Harrison, and the Englewood District on the South Side, are two police districts that have seen a significant reduction in gun violence since the FBI and the Chicago Police Department formed a homicide task force last year, according to a report released by the FBI on Tuesday.

“We are making some real positive gains,” said Chicago Police Superintendent Eddie Johnson. “By no means are we declaring success, but we have seen some really encouraging results.”

In addition to the task force, the FBI is working with CPD on community outreach efforts aimed at gaining the public’s trust — something that’s been strained in Chicago in the wake of the October 2014 police shooting of Laquan McDonald, which fueled countless demonstrations and set off a federal investigation.

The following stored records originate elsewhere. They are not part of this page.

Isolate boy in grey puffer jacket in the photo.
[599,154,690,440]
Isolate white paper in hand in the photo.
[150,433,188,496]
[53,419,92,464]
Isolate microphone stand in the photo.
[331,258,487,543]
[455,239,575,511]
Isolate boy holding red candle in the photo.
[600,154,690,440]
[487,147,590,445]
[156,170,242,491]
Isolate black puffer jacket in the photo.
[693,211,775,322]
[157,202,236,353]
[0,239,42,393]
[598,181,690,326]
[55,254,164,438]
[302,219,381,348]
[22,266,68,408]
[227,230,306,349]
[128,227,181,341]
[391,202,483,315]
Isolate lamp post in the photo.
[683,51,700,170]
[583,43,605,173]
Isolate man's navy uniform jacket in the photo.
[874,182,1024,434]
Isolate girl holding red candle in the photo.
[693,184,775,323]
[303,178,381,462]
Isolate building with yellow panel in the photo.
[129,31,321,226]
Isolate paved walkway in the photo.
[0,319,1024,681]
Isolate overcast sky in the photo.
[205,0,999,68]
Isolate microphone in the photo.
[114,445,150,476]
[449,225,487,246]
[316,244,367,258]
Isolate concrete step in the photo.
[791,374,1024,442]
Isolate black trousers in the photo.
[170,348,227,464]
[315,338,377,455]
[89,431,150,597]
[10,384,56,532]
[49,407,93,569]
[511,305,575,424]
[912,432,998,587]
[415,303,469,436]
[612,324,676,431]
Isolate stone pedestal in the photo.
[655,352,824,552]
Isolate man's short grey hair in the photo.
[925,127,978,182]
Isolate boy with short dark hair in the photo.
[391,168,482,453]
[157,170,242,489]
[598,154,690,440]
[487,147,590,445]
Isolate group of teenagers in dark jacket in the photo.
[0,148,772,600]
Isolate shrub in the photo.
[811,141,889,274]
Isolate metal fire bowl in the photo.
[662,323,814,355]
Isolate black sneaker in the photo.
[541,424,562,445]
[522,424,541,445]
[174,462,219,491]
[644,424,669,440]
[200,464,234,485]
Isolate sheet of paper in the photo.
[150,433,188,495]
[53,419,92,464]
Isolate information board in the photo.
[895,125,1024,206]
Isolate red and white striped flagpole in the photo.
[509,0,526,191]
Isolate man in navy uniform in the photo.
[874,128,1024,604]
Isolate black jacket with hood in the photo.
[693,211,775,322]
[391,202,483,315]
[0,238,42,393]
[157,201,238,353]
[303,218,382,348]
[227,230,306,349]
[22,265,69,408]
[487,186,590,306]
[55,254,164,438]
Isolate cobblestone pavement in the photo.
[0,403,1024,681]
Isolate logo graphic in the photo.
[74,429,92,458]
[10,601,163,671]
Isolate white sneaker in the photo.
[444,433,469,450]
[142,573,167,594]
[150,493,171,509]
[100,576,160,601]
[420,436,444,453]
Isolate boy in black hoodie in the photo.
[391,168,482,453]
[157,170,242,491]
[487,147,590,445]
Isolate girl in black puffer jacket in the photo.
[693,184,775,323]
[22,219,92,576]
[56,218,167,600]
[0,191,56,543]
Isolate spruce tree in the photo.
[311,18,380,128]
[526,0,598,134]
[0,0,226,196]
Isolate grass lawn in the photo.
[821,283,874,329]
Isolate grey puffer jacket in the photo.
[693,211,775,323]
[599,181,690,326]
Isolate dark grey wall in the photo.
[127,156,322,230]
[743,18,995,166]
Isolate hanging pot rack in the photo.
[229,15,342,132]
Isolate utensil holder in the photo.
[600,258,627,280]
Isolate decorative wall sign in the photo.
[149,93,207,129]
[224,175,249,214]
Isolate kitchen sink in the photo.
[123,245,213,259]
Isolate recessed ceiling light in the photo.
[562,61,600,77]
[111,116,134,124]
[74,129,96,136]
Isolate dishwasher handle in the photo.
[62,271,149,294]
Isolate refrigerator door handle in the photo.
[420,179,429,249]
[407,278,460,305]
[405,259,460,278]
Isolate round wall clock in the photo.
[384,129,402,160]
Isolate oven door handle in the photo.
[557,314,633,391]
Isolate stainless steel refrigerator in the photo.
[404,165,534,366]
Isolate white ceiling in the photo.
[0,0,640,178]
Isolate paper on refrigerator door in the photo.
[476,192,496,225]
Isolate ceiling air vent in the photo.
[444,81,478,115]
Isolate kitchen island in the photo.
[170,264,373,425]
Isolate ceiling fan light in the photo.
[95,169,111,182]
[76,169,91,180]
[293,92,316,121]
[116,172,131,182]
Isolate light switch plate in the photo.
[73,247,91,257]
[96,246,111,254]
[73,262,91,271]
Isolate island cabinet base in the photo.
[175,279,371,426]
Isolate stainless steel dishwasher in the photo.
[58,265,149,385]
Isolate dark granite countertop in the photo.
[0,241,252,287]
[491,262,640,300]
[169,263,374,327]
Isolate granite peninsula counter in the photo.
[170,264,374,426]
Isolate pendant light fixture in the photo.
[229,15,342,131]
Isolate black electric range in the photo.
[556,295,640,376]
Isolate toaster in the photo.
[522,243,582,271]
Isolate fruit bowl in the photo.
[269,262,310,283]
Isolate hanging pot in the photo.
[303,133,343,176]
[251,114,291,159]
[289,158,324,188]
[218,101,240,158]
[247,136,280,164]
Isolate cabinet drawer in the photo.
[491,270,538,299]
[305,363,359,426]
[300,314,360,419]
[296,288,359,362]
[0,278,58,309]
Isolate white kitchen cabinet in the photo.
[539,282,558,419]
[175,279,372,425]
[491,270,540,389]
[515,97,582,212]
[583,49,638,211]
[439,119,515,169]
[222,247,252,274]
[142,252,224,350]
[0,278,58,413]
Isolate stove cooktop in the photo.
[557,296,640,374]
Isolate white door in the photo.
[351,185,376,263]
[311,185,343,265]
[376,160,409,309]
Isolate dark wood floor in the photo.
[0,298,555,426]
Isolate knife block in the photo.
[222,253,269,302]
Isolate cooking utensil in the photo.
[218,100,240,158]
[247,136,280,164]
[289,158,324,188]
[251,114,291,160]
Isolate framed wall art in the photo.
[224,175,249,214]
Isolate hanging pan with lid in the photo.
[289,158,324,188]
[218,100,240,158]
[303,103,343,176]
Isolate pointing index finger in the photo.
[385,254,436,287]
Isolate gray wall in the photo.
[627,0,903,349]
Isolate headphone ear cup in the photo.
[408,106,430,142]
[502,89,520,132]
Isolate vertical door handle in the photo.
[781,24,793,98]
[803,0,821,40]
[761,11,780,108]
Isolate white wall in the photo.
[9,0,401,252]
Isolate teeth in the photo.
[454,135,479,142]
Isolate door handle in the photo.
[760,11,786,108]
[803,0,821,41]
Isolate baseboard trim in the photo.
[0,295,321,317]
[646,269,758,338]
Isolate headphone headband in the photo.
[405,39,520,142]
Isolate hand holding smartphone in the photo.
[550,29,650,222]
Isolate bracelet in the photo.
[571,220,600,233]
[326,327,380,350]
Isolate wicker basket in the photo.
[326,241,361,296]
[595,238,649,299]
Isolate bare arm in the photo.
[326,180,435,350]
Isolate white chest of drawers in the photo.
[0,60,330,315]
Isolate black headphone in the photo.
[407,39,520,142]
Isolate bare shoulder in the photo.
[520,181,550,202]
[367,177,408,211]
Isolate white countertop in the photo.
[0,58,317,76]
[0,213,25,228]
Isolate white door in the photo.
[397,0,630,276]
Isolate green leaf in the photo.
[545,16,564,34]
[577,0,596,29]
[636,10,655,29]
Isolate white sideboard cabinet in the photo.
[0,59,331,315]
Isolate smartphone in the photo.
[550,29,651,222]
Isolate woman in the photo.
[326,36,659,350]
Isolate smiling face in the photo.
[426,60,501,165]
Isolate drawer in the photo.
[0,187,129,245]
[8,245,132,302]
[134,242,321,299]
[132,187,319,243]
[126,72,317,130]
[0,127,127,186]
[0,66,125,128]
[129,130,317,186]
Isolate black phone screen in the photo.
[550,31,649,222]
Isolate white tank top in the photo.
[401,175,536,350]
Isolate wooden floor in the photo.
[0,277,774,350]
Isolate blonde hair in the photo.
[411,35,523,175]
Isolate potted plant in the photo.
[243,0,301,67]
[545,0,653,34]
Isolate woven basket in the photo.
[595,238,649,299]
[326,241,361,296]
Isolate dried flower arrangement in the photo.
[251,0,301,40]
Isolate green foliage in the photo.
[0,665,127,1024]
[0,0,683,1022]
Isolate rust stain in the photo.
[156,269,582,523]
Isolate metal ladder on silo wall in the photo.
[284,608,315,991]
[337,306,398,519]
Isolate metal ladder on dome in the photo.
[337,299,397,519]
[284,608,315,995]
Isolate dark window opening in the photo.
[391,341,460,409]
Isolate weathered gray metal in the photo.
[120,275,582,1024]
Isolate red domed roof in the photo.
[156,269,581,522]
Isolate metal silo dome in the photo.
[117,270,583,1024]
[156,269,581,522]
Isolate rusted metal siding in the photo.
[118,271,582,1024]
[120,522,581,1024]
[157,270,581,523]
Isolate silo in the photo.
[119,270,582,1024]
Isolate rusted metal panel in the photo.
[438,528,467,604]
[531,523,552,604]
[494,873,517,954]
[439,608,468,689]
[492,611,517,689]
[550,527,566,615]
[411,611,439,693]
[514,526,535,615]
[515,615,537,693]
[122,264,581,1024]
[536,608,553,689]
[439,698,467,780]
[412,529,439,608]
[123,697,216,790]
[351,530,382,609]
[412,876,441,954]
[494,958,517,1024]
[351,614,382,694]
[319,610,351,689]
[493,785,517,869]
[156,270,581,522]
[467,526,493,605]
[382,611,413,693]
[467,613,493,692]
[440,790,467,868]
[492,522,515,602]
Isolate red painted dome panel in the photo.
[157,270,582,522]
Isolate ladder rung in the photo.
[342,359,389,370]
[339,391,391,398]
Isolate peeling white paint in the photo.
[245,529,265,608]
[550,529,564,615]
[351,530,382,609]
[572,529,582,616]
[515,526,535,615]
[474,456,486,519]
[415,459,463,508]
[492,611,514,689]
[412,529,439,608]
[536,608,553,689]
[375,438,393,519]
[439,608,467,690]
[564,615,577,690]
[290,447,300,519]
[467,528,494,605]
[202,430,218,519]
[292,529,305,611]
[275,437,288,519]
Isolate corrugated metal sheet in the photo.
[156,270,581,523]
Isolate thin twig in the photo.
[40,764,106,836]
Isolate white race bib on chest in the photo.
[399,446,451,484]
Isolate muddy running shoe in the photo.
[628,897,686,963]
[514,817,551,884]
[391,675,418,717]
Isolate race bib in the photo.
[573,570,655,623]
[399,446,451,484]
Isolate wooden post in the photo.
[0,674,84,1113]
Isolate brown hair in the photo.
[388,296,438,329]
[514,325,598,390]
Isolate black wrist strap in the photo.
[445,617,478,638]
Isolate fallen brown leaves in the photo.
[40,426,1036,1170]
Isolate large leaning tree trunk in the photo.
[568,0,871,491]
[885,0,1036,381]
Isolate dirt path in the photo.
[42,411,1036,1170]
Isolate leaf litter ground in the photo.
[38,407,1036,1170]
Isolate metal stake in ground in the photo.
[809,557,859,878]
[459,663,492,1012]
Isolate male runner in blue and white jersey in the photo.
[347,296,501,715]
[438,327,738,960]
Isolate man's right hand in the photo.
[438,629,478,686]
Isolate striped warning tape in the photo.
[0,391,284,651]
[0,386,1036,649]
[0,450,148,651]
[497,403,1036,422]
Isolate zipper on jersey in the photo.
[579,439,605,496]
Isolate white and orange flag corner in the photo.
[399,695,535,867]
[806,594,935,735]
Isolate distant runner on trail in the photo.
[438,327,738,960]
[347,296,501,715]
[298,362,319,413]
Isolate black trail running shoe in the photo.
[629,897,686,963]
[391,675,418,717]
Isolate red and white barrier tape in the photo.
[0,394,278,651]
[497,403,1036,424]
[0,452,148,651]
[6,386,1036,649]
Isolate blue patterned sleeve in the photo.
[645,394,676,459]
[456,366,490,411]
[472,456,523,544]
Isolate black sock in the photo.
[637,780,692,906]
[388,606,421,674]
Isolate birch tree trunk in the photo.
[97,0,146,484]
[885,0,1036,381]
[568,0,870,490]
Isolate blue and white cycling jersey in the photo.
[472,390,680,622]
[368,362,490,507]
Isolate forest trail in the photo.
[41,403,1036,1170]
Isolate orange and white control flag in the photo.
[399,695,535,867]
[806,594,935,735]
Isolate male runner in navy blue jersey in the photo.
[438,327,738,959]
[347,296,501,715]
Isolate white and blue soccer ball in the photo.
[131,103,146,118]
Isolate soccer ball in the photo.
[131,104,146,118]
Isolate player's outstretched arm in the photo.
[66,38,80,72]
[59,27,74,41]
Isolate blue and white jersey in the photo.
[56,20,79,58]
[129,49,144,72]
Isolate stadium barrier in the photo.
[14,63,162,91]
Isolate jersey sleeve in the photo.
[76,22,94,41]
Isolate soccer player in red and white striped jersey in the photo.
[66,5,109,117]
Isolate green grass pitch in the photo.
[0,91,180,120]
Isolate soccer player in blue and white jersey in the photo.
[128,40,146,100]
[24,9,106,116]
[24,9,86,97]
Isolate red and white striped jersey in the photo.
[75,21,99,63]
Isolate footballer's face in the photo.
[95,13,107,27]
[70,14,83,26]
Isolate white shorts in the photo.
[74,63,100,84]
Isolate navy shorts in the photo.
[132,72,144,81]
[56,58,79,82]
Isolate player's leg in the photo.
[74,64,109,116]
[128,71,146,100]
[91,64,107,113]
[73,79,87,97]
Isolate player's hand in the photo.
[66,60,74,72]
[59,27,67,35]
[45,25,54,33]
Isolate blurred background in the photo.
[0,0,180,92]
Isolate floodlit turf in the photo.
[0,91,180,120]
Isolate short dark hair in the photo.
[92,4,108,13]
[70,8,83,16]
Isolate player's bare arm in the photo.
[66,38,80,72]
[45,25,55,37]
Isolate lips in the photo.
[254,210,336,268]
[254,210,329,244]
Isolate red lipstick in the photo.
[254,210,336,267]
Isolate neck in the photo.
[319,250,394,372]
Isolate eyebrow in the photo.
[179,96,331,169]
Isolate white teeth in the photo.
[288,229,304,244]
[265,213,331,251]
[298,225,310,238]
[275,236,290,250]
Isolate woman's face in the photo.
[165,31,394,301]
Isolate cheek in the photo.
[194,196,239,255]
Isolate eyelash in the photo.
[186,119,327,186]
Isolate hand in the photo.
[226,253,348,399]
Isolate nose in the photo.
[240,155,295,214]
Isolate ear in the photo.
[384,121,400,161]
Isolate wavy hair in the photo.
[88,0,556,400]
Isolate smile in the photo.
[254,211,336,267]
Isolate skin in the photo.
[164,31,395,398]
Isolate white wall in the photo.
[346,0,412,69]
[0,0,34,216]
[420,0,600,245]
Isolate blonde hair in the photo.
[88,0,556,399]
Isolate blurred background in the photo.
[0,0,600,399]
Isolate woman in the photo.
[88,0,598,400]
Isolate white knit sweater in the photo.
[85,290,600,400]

The FBI is also helping with better intelligence gathering efforts aimed at identifying shooters and so-called “directors of violence.”

“We get real-time intelligence from the FBI that we didn’t get before,” Johnson said. “They can look at our crime picture and help us figure out where to best deploy our resources.”

“We are specifically going after the trigger-pullers and shot-callers,” said Michael Anderson, special agent in charge of the Chicago Division.

Johnson said when he started working as an officer in the late 1980s, there were far fewer gang members serving as trigger-pullers.

“If you had a gang of 10 guys, maybe two of them at most would be armed,” he said. “Now if you have a gang of 10 guys, probably nine of them are armed. And we’ve seen kids as young as 10 and 11 with firearms.”

“Based on what I’ve seen over the last year,” one FBI agent said, “these guys are carrying around guns as if it’s a symbol of their pride or who they are — and the bigger the gun, the better. We are seeing handguns with extended magazines and ammunition drums attached. It’s like guns are a part of them, a part of their culture. And they are not afraid to use them.”